NATIONAL HARBOR, Maryland -- Gov. Scott Walker told conservatives on Thursday, February 23rd that they could survive the protests happening around the country just like he did during the recall.
Six years to the month since Gov. Walker unveiled what became Act 10, the governor brought it back into the spotlight at the conservative gathering known as CPAC. Walker says demonstrations at Republican town hall meetings across the country remind him of the Act 10 protests and surviving the 2012 recall.
"And as I hear these stories, I think to myself, been there, seen that," Walker said.
Later on a panel with other Republican governors, Walker told conservatives to urge their Congressmen on.
"Because certainly, as we've seen in the last month or so, they're going to hear from the left.
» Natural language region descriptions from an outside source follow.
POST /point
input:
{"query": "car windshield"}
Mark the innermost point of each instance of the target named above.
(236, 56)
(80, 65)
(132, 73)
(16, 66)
They need to hear just as much from you and others like you around this country about what are priorities," Walker said.
GOP Strategist Brian Fraley says Walker is positioning himself as an elder statesman.
"He's basically saying, don't let the protests or the disturbances or the raucous town halls deter you from doing what you know is the right thing to do. And he's basing it on his experiences in 2011 and 2012," Fraley said.
But Milwaukee Democrat David Bowen says Walker has little to celebrate about those times.
"The governor has proven time and time again to be a divider, unfortunately, instead of uniting our state," Bowen said.
Also Thursday, a rare joint appearance between White House Chief of Staff Reince Priebus of Kenosha and Senior Adviser Steve Bannon. It was perhaps a reaction to rumors that the two do not get along. Priebus said if the conservative movement unites, "It can't be stopped."